うーん、不吉な予感。ネットであまり鮮明ではない映像だったけれど、テキスト速報と合わせてみていたが、もう最初の10分で勝負ありだったな、今日は。
4分ほどで失点。これは市瀬が振り切られたもの。2点目もCBが振り切られ、中にクロス入れられてあっさりシュート。3点目・・・はなんだっけ。4点目はGKが相手にパスして、さっくりシュート打たれるという。もうこの辺で映像見るのやめてしまったんだけれど、最終的には2-6という悲惨なスコアだった。
6失点ってあったっけ?と思ったら、2006年以来だそうだ。
熊谷いないだけでこんなに守備陣ボロボロになるのか、と愕然。というか、カナダのWorld Cup以降、とにかく失点が多いのがいや。強いときのなでしこは粘り強い守備が売りだったのになあ。あの頃の守備だって、ずば抜けて身体能力が高かったわけではないと思う。ただ、バランスがとってもよかった。読みが鋭く、体を張って守備をする岩清水と、対人に強い熊谷がCB。両SBはともに俊足の近賀と鮫島。

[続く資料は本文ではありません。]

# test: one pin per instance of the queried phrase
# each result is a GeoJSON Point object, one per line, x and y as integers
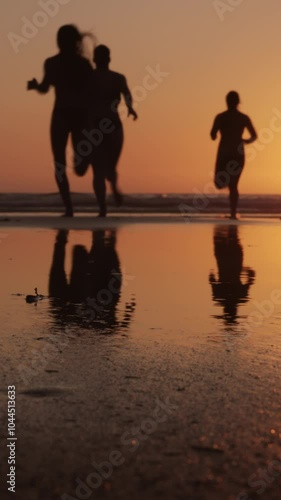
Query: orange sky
{"type": "Point", "coordinates": [206, 48]}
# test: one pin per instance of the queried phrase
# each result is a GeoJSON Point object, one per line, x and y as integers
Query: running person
{"type": "Point", "coordinates": [68, 72]}
{"type": "Point", "coordinates": [231, 156]}
{"type": "Point", "coordinates": [106, 89]}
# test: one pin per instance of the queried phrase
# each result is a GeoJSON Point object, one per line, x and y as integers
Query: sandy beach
{"type": "Point", "coordinates": [171, 388]}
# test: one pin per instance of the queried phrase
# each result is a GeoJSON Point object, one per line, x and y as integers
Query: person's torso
{"type": "Point", "coordinates": [105, 90]}
{"type": "Point", "coordinates": [69, 75]}
{"type": "Point", "coordinates": [231, 126]}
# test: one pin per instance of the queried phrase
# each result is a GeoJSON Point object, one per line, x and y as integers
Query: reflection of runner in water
{"type": "Point", "coordinates": [231, 288]}
{"type": "Point", "coordinates": [231, 158]}
{"type": "Point", "coordinates": [106, 90]}
{"type": "Point", "coordinates": [90, 297]}
{"type": "Point", "coordinates": [68, 72]}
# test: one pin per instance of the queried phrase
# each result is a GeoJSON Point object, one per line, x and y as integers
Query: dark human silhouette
{"type": "Point", "coordinates": [90, 297]}
{"type": "Point", "coordinates": [231, 157]}
{"type": "Point", "coordinates": [231, 287]}
{"type": "Point", "coordinates": [68, 72]}
{"type": "Point", "coordinates": [106, 89]}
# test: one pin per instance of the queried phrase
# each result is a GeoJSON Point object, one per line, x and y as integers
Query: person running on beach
{"type": "Point", "coordinates": [106, 89]}
{"type": "Point", "coordinates": [231, 157]}
{"type": "Point", "coordinates": [68, 72]}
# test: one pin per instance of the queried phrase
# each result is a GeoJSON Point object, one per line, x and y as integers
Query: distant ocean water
{"type": "Point", "coordinates": [144, 203]}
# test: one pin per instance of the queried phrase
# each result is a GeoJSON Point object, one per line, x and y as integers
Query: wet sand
{"type": "Point", "coordinates": [183, 399]}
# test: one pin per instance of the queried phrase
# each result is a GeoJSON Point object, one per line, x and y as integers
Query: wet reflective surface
{"type": "Point", "coordinates": [132, 316]}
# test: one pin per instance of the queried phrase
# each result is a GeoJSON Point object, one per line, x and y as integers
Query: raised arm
{"type": "Point", "coordinates": [215, 128]}
{"type": "Point", "coordinates": [44, 86]}
{"type": "Point", "coordinates": [253, 134]}
{"type": "Point", "coordinates": [125, 91]}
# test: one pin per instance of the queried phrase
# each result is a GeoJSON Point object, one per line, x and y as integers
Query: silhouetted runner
{"type": "Point", "coordinates": [231, 157]}
{"type": "Point", "coordinates": [106, 90]}
{"type": "Point", "coordinates": [68, 72]}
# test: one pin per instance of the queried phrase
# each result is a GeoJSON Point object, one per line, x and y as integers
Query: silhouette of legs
{"type": "Point", "coordinates": [233, 198]}
{"type": "Point", "coordinates": [234, 194]}
{"type": "Point", "coordinates": [60, 130]}
{"type": "Point", "coordinates": [114, 152]}
{"type": "Point", "coordinates": [100, 190]}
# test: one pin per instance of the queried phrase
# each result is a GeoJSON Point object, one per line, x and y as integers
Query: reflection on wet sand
{"type": "Point", "coordinates": [90, 297]}
{"type": "Point", "coordinates": [231, 287]}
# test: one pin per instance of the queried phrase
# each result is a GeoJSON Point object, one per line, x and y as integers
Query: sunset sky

・・・ま、2人とも対人はあんまり強い印象ないんだけど、その辺は川澄なり阪口、澤が必ず助けに行くので補えていたと思う。
後でハイライト見たら、オランダのほうがかつてのなでしこのようなボール運びをしていた。少ないタッチ数でどんどんまわしていって、守備の的を絞らせない。

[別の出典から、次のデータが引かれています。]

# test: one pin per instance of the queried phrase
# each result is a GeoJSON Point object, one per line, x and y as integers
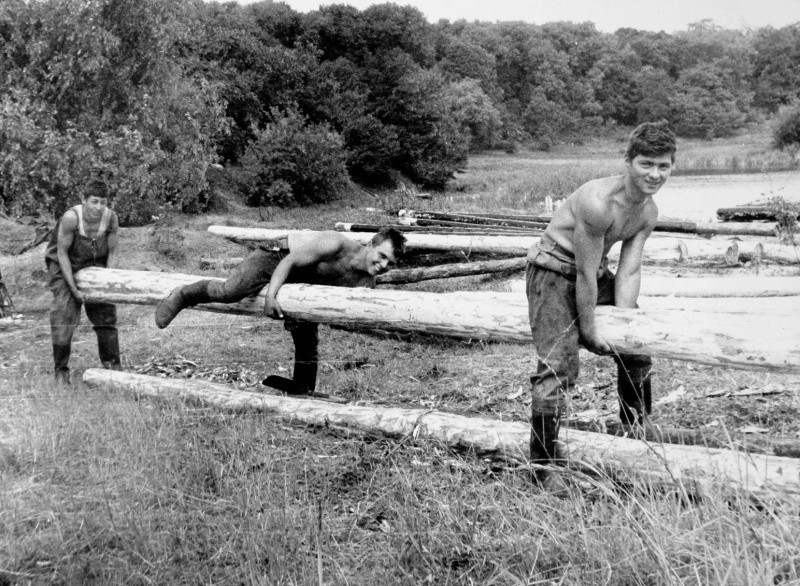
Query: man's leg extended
{"type": "Point", "coordinates": [306, 359]}
{"type": "Point", "coordinates": [553, 323]}
{"type": "Point", "coordinates": [306, 354]}
{"type": "Point", "coordinates": [247, 279]}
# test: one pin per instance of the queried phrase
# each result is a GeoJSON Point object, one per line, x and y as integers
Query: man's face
{"type": "Point", "coordinates": [648, 174]}
{"type": "Point", "coordinates": [380, 258]}
{"type": "Point", "coordinates": [94, 206]}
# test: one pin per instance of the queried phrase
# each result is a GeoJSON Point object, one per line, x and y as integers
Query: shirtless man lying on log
{"type": "Point", "coordinates": [319, 258]}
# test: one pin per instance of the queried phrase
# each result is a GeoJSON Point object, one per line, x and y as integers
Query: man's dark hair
{"type": "Point", "coordinates": [651, 139]}
{"type": "Point", "coordinates": [97, 188]}
{"type": "Point", "coordinates": [393, 234]}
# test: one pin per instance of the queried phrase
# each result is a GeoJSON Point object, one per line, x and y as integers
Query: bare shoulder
{"type": "Point", "coordinates": [594, 199]}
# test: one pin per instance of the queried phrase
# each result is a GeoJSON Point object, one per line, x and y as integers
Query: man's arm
{"type": "Point", "coordinates": [326, 246]}
{"type": "Point", "coordinates": [591, 223]}
{"type": "Point", "coordinates": [629, 271]}
{"type": "Point", "coordinates": [113, 240]}
{"type": "Point", "coordinates": [66, 233]}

後半の攻撃は悪くはないと思うんだけれど、もう最初の10分で勝負ついたようなものなので向こうは後半は手抜きというか主力を下げて温存に入っていた。
高倉監督は何がしたいんだろう?もうすぐ指揮を執って2年になる。その間、前佐々木監督とは異なる視点で新しい選手を試してきたが、正直言って固定した選手は数えるほどだ。今、スターティングイレブンに入るのはほぼ佐々木監督時代にも選ばれていた面々。
やっぱり体の強い選手が必要だ。永里も、まだ現役なんだし、もう一度呼べばいいのに・・・と思った。FWは枚数足りているので、阪口と組むとかどう??

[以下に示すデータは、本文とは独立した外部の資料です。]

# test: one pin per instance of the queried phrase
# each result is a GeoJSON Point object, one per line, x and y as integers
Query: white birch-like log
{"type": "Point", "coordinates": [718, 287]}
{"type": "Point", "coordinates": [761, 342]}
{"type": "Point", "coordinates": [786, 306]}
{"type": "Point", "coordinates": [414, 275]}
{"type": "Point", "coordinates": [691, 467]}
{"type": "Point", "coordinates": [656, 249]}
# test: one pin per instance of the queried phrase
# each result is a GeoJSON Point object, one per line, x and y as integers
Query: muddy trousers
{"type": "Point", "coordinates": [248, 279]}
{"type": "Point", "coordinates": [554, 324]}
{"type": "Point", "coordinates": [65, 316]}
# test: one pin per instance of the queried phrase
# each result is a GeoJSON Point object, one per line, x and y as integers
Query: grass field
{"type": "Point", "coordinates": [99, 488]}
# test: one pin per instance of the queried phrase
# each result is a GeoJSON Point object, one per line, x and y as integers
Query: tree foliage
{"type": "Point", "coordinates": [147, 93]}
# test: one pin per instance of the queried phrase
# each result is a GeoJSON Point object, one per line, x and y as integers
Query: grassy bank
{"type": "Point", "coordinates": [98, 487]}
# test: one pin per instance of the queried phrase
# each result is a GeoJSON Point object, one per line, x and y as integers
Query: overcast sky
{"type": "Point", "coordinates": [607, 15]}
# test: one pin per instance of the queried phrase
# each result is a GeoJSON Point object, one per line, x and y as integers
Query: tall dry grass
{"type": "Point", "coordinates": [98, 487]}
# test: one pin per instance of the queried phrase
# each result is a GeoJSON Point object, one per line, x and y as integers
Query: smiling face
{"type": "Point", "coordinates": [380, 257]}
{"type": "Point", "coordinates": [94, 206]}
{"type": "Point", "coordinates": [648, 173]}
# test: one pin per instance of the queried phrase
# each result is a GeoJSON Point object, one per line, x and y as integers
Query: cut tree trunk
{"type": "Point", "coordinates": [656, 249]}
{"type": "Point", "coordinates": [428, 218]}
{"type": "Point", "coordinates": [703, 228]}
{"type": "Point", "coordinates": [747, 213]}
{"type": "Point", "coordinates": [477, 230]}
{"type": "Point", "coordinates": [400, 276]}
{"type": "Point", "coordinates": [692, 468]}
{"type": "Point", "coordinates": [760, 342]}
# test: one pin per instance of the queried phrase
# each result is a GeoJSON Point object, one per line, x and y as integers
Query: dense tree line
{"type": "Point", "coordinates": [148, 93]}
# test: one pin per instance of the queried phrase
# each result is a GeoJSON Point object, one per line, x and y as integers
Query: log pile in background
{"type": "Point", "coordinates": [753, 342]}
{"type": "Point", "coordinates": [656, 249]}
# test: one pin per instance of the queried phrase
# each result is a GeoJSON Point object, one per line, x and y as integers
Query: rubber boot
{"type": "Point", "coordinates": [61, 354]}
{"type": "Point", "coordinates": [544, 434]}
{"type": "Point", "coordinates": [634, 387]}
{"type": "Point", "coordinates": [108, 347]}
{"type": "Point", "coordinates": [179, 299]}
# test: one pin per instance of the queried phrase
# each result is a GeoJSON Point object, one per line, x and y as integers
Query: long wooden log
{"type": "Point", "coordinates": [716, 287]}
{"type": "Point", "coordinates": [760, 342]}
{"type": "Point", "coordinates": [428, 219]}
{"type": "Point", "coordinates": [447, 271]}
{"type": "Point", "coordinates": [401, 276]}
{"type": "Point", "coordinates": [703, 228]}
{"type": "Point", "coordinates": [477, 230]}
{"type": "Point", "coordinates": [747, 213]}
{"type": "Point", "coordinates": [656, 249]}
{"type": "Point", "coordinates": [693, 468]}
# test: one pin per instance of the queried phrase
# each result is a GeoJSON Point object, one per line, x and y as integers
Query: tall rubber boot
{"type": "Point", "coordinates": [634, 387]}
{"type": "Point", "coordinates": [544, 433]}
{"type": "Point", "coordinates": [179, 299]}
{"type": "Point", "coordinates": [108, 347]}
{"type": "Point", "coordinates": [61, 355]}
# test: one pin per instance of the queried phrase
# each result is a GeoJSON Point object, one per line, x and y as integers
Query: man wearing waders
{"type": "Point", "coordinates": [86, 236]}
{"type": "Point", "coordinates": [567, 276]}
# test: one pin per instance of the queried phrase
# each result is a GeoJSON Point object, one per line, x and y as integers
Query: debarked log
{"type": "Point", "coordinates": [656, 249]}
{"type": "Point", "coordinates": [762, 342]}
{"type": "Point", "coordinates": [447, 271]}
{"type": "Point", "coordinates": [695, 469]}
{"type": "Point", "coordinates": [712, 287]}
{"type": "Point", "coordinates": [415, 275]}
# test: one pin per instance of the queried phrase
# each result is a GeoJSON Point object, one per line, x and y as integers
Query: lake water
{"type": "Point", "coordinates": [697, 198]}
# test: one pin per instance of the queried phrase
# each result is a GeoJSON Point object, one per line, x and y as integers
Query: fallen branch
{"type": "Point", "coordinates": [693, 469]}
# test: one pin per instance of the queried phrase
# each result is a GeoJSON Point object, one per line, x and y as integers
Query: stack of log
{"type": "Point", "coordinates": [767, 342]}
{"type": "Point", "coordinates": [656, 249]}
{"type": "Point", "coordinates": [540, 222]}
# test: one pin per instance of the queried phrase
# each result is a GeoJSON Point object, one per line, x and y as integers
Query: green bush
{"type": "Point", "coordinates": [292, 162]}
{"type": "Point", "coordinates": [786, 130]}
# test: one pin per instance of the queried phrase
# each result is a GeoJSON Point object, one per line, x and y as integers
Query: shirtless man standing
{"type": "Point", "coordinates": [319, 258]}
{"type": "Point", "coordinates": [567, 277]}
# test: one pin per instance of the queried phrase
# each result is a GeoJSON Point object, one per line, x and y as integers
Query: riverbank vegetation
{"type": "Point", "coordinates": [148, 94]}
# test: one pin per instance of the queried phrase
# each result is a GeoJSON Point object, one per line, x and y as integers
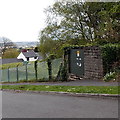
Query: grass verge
{"type": "Point", "coordinates": [73, 89]}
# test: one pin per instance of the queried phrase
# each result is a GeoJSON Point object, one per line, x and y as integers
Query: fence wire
{"type": "Point", "coordinates": [27, 73]}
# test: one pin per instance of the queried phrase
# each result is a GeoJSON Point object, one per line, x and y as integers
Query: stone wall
{"type": "Point", "coordinates": [93, 65]}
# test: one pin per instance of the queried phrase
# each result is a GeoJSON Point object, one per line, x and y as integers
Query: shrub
{"type": "Point", "coordinates": [111, 55]}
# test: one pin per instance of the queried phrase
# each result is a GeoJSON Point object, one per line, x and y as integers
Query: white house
{"type": "Point", "coordinates": [28, 56]}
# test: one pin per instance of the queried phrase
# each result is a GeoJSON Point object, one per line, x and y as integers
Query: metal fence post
{"type": "Point", "coordinates": [26, 72]}
{"type": "Point", "coordinates": [8, 75]}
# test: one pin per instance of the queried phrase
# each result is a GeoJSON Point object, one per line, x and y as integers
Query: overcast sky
{"type": "Point", "coordinates": [22, 20]}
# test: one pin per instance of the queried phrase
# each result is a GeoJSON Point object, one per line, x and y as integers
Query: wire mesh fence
{"type": "Point", "coordinates": [27, 72]}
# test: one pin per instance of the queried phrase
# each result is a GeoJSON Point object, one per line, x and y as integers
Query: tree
{"type": "Point", "coordinates": [10, 53]}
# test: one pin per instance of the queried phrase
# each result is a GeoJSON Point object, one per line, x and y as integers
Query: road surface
{"type": "Point", "coordinates": [27, 105]}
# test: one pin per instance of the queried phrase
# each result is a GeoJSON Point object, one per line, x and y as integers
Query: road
{"type": "Point", "coordinates": [27, 105]}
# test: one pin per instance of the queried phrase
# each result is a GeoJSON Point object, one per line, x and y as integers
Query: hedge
{"type": "Point", "coordinates": [111, 55]}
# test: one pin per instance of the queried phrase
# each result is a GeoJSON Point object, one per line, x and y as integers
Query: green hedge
{"type": "Point", "coordinates": [111, 56]}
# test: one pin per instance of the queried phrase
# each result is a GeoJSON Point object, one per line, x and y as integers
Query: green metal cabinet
{"type": "Point", "coordinates": [76, 62]}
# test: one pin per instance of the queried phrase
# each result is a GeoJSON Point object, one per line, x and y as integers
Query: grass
{"type": "Point", "coordinates": [73, 89]}
{"type": "Point", "coordinates": [10, 65]}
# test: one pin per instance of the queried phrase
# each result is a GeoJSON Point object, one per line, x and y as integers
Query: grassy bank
{"type": "Point", "coordinates": [74, 89]}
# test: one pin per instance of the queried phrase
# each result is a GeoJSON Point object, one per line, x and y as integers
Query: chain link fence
{"type": "Point", "coordinates": [27, 72]}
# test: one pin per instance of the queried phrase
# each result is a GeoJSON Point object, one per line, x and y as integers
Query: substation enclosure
{"type": "Point", "coordinates": [76, 61]}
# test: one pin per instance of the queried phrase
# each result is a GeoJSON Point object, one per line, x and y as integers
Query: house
{"type": "Point", "coordinates": [28, 56]}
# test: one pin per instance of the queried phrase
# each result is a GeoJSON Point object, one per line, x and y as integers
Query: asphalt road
{"type": "Point", "coordinates": [27, 105]}
{"type": "Point", "coordinates": [71, 83]}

もしこれで負け越すようなことになったら監督の進退も考えざるを得ないかなあ。アジアカップまで時間が無いから、今すぐ交代できないけれども。
ちなみに、監督が変わったばかりのカナダもスウェーデンに負けた。去年は準優勝だったのに。去年無敵だったオーストラリアはノルウェーに辛勝。なんだかヨーロッパのチームが全体的に力を伸ばしている印象がある。